Matthias Pintscher hat früh angefangen. „In jungen Jahren“, heißt es in leicht kryptelnder Altprosa bei Wikipedia, habe er Kompositionsunterricht bekommen. Es folgte ein Studienaufenthalt in London. 1988 der „eigentliche Studienbeginn“ bei Giselher Klebe in Detmold. Da war Pintscher siebzehn! Ich habe ihn in den 1990er Jahren zum Interview in der hässlichsten Stadt der Welt getroffen, in Kassel. Ein misstrauisch verschlossener Unsympath auf dem Sprung zur Berühmtheit. Er sah eher aus wie Nick Cave und nicht wie einer, der Musik komponiert, die aktuell zum Gefragtesten zählt, das weltweit in den Konzertsälen erklingt.

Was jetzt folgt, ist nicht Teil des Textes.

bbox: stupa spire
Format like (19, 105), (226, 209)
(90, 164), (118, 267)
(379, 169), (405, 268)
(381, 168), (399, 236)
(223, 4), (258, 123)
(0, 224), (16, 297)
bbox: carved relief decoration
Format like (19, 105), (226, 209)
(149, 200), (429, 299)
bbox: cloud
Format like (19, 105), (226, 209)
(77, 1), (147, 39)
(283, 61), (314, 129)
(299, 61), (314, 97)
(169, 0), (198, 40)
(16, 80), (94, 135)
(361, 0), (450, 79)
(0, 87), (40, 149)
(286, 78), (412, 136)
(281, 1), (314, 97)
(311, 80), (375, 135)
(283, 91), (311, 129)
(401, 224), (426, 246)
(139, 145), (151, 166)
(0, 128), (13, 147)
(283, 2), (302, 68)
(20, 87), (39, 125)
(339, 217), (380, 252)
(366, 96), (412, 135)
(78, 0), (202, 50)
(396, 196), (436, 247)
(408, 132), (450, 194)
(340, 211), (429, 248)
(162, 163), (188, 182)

2016 hat Pintscher mit 45 den vorläufigen Höhepunkt seiner Karriere erreicht. Pierre Boulez, Anfang des Jahres verstorbener Großkomponist der Gegenwart, bestimmte ihn zum Leiter des global neben dem Frankfurter Ensemble Modern führenden Neue-Musik-Klangkörpers Ensemble Intercontemporain. Kein Orchester der ersten Reihe, mit dem er als Dirigent (gern auch eigener Werke) noch nicht gearbeitet hätte.

Was geht in Pintschers Musik vor? Etwas vergeht. Die Zeit zum Beispiel, die Langeweile. Aber vielleicht geht die Zeit mehr vor, als dass sie vergeht. Gegen die Langeweile geht sie vor. Gegen das Vergehen. Pintscher komponiert Musik, die, beschreibt man sie, zu Sprachspielen verführt.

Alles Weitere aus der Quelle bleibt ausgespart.